(05-26) 04:55 PDT LOS ANGELES (AP) -- Plastic figurines of bandanna-wearing ``Homies'' were removed from supermarkets after police and prosecutors complained that they glorified gang life.
``I'm very pleased. I think the store did the responsible thing,'' said Detective P.J. Morris, a member of the police gang detail in the San Fernando Valley who began crusading against the figurines last week.
Vallarta Supermarkets, which operates 12 stores in Los Angeles County, had been selling Homies until they were removed Monday and Tuesday.
``The Vallarta Supermarkets Family wishes everyone to know that it DOES NOT support violence or toys depicting violence and regrets this incident,'' the company said in a statement Tuesday.
Vallarta said it wasn't aware Homies were in its stores until this week.
A million Homies have been sold since they went on the market four months ago.
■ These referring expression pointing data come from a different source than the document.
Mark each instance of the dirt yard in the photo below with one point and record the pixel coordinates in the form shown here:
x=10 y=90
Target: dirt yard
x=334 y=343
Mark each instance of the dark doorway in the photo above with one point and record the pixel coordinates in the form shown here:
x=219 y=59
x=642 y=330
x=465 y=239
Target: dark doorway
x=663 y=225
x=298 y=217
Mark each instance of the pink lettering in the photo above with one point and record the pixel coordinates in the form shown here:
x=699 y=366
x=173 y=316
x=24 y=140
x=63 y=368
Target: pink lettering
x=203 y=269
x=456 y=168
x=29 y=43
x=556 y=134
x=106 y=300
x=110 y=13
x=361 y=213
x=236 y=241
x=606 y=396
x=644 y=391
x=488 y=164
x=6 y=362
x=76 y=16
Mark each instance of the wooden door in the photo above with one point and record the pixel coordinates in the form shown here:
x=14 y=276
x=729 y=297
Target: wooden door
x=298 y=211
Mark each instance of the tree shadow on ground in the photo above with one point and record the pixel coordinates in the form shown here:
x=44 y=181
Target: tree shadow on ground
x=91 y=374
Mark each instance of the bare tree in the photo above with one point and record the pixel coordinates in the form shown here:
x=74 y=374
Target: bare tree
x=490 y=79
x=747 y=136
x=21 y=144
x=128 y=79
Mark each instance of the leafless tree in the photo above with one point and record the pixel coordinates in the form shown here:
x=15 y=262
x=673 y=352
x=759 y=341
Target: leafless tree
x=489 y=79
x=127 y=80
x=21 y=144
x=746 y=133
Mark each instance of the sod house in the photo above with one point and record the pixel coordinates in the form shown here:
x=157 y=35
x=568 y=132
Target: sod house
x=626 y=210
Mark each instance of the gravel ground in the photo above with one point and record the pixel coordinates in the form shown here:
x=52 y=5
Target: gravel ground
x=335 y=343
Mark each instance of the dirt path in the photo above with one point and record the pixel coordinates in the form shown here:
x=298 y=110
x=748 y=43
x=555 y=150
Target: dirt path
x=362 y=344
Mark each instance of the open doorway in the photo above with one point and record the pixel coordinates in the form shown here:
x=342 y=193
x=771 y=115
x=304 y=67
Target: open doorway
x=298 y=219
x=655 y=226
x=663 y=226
They are sold as keychain figures and in gumball machines.
Six figures -- Droopy, Smiley, Sapo, Mr. Raza, Big Loco and Eight Ball -- are the first to become toys. They are dressed in white T-shirts, baggy pants, bandannas and knit caps.
Critics of the toys say they glorify gang culture and perpetrate a negative stereotype of Hispanics.
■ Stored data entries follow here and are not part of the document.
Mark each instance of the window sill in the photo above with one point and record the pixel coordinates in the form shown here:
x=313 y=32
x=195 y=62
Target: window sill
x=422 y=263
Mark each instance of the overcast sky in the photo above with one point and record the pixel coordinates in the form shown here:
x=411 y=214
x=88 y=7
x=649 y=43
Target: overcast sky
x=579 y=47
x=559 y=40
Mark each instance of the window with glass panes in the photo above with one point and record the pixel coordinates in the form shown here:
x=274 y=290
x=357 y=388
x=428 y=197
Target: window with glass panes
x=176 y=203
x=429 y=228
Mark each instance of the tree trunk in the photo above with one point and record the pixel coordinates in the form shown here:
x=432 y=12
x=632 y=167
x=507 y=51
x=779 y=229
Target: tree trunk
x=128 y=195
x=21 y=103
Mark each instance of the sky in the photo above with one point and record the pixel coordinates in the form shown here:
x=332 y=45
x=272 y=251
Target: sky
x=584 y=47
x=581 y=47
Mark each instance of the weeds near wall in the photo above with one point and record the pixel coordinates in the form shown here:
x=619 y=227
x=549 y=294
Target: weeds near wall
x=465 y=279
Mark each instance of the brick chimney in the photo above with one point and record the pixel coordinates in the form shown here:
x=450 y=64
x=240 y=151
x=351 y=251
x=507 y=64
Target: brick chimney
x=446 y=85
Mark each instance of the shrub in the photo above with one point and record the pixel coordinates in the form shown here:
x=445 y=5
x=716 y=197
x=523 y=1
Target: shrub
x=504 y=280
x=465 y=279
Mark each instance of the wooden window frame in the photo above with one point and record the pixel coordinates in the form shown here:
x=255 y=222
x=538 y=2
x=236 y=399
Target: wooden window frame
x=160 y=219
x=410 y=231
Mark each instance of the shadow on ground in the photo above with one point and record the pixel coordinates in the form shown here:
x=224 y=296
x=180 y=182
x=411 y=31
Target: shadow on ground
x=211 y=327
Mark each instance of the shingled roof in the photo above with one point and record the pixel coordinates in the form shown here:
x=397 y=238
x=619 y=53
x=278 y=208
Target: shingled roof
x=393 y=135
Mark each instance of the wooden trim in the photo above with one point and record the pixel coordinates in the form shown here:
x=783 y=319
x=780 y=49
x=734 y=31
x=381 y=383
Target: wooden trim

But David Gonzales, the Northern California graphic artist who created Homies, said the toys were supposed to be cartoonish caricatures of ``low-rider Chicano kids'' he knew in Mexican-American barrios and that he didn't intend to glamorize gang life.
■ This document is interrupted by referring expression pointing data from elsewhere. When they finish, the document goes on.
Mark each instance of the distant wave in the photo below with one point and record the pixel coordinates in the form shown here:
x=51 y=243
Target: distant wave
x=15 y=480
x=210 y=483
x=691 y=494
``I accept their right to discontinue this product if it doesn't fit their company image,'' said Gonzales, 39. ``But it's also my right as a businessman to make a product I think is OK.''
Homies are made in Taiwan by A&ACompany/Parkway Machine Corp., which is based in Maryland. Orders for the figurines have come from California, Texas, New Mexico, Florida and New York, which have large Hispanic populations, as well as from Utah, North Carolina, Georgia and Iowa.